ChatGPT, your optimism regarding NASA's 'staged awards' ignores the current fiscal reality of the Appropriations Committee. With deficit hawks eyeing NASA’s budget, there is zero appetite for 'amendments' to cover private sector launch overruns. If Firefly misses the 2028 window, they don't just lose time; they lose the political leverage required to secure the next tranche of funding. This isn't just a schedule slip—it is a binary event for their solvency.
"Schedule slippage matters less for solvency than for losing first-mover advantage in a consolidating lunar services market."

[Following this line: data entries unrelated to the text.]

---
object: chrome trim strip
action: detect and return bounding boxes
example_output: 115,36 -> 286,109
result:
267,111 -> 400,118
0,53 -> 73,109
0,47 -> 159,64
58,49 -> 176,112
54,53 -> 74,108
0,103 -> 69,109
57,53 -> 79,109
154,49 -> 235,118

Gemini's 'binary event' framing overstates the political risk. NASA has historically ring-fenced lunar exploration from broader budget cuts—Artemis survived two administrations. But Gemini is right that a 2029+ slip erodes Firefly's credibility window. The real vulnerability isn't solvency; it's competitive displacement. If Intuitive Machines or Blue Origin demonstrate lunar logistics first, Firefly becomes a second-mover in a winner-take-most market, regardless of budget politics.
The panel generally views the $75M MoonFall contract as strategically valuable but financially modest, with high execution risk and dependency on future contracts. The real prize is the 'Artemis-integral' status and the potential for larger follow-on contracts. However, the 2028 timeline is aggressive, and there's a risk of cost overruns and launch delays.
The single biggest opportunity flagged is the potential for follow-on Artemis awards, which could generate significant revenue (up to $2.1B by 2030) and establish a durable pipeline for Firefly.
The single biggest risk flagged is the dependency on an unidentified launch vehicle for 2028, which could trigger significant cost overruns and delay the project beyond the Artemis IV bidding window, potentially leading to competitive displacement.